Epstein conducted a feasibility study [PDF] on the local market in the fall of 2010, confirming his hunch that these bigger buyers want — and need — more local produce to satisfy customers. Students at the University of Virginia, for example, had begun boycotting dining facilities on the Charlottesville campus for not serving more of the local food that is now prevalent in nearby restaurants.

The local produce that D.C. restaurateurs like Nora Pouillon of Restaurant Nora first began demanding a quarter-century ago has trickled through farmers markets but has hit a distributing bottleneck. And farmers won’t grow more food until there is more infrastructure to bridge production and demand.

Despite the efforts of companies like Whole Foods and Chipotle to source directly from individual farmers, more than 99 percent of agricultural products in the U.S. were still being bought and sold through wholesale markets in 2010.

At the same time, Epstein and Seale’s feasibility study found nearly $17 billion being spent each year on fruits and vegetables in the tri-state area surrounding and including D.C. — with less than 7 percent of that produce grown in the region. If Blue Ridge Produce could “move that needle” just 1 percent toward local, it would max out the company’s facility at $100 million worth of produce, Epstein says.

Blue Ridge Produce is working to add more than aggregation to the on-site menu as they respond to emerging demands in the market.

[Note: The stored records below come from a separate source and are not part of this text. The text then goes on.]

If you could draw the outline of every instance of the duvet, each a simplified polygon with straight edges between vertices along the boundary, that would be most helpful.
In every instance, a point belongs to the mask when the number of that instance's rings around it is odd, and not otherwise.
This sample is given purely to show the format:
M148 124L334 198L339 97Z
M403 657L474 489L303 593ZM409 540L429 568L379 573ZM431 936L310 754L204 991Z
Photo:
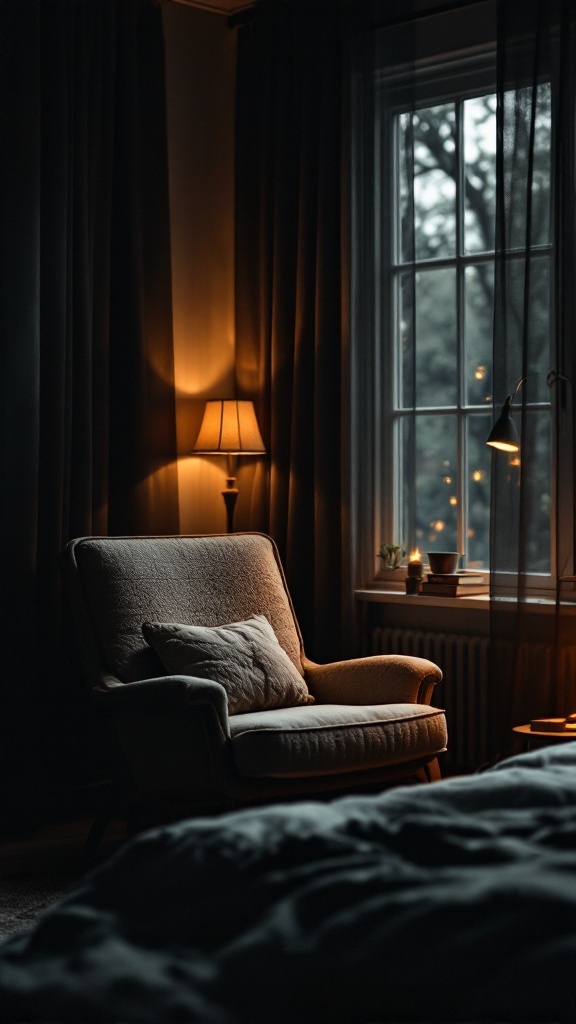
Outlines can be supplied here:
M127 843L0 947L0 1019L576 1021L576 742Z

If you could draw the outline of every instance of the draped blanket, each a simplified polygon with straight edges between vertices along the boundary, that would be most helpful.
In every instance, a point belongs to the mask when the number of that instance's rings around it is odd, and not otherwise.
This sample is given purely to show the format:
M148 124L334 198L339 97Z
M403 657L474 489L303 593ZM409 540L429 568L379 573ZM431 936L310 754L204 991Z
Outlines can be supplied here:
M127 843L0 949L8 1021L576 1020L576 742Z

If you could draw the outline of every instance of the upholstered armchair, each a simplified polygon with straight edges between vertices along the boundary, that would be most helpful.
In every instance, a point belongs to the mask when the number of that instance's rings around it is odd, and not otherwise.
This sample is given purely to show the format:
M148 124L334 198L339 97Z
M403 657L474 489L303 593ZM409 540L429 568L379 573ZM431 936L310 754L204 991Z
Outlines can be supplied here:
M269 537L84 537L63 581L125 809L153 820L438 777L440 669L310 661Z

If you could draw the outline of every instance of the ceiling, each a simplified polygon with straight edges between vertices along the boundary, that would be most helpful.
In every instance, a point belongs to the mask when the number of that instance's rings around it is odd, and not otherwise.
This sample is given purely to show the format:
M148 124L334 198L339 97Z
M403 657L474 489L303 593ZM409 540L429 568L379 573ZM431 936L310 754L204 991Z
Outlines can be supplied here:
M175 2L186 4L188 7L199 7L202 11L230 15L253 7L256 0L175 0Z

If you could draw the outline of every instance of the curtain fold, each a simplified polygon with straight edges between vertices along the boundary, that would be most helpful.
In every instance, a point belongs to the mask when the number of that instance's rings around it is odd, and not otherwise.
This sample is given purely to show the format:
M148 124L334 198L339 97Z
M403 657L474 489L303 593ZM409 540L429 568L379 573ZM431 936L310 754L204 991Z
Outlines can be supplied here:
M0 0L0 96L9 798L46 763L83 771L62 546L178 531L159 7Z
M499 0L495 406L525 378L512 407L520 452L493 456L491 692L500 755L512 749L514 725L576 709L573 584L550 592L554 609L531 597L539 573L554 582L574 572L575 26L573 0Z
M342 74L338 5L263 3L240 30L237 387L270 458L250 526L278 543L320 661L342 647Z

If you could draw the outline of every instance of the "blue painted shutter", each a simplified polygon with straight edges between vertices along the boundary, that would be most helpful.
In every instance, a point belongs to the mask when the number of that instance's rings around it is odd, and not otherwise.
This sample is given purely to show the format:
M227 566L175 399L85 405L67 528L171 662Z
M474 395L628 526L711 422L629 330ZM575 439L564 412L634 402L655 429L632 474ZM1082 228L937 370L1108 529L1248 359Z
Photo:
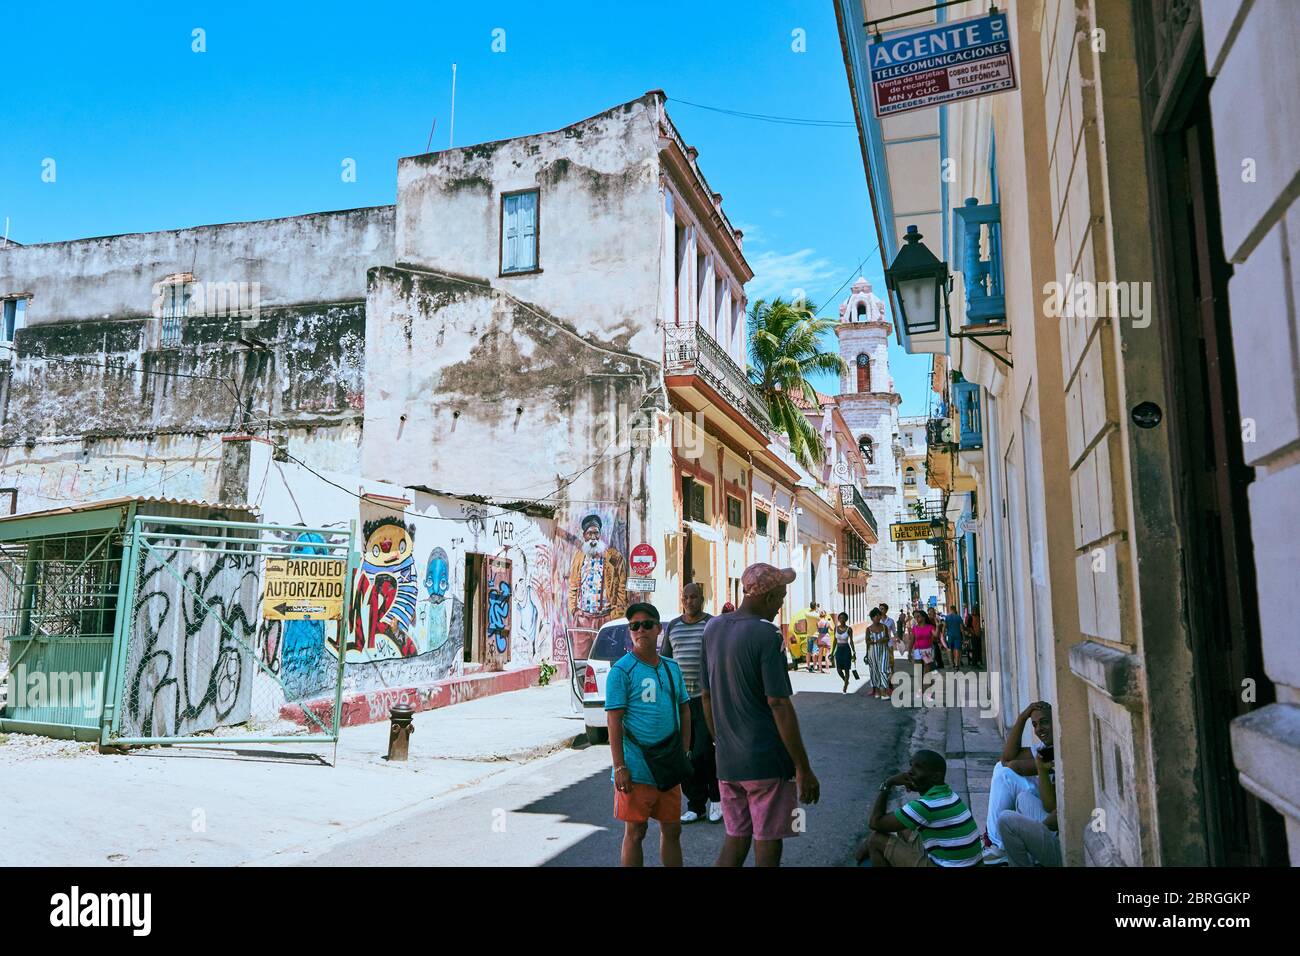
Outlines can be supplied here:
M537 193L505 197L502 272L537 268Z

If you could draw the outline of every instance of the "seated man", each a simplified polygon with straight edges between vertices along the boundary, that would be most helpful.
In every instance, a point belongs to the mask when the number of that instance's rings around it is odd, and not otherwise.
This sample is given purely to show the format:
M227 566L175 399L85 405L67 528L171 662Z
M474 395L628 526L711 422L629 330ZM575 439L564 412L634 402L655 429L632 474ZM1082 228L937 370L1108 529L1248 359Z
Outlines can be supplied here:
M1035 820L1019 810L998 814L1003 849L1012 866L1060 866L1061 843L1056 836L1056 780L1053 776L1052 748L1044 747L1034 755L1038 771L1038 799L1047 811L1044 820Z
M933 750L918 750L912 766L880 785L869 825L875 832L858 847L858 862L868 854L872 866L980 865L980 835L961 797L944 783L948 763ZM920 794L893 813L885 812L889 793L905 786Z
M1034 736L1038 738L1032 747L1023 747L1020 743L1026 722L1032 722ZM1036 758L1040 753L1050 766L1053 758L1052 705L1041 700L1020 712L1002 745L1002 760L993 768L993 779L989 783L989 815L985 822L985 863L1007 863L1001 829L1001 816L1005 811L1015 811L1036 823L1047 819L1048 809L1039 796L1038 787ZM1049 779L1053 779L1050 772ZM1054 809L1055 799L1052 803Z

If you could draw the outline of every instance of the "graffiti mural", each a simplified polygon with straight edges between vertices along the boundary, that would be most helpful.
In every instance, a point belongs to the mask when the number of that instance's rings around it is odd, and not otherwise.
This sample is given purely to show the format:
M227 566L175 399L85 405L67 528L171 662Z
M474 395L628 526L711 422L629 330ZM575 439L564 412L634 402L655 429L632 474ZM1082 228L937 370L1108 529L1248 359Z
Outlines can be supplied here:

The company is interviewing farmers and cooks now who could take up shop in the greenhouses and commercial kitchen spaces, growing some veggies year-round while creating products out of others to help address one of the biggest obstacles facing an all-local food system here: the off-season.

But all this is secondary to growing what they started this past year — a business that brings a bit of certainty and some higher wages to farmers who rarely have both.

“Jim and I, we don’t want our local product to be a cheap one,” says Seale, who’s set up the business as a benefit corporation focused on the farmers. “We have the ability to show Virginia growers that farmers can be profitable for years and years to come.”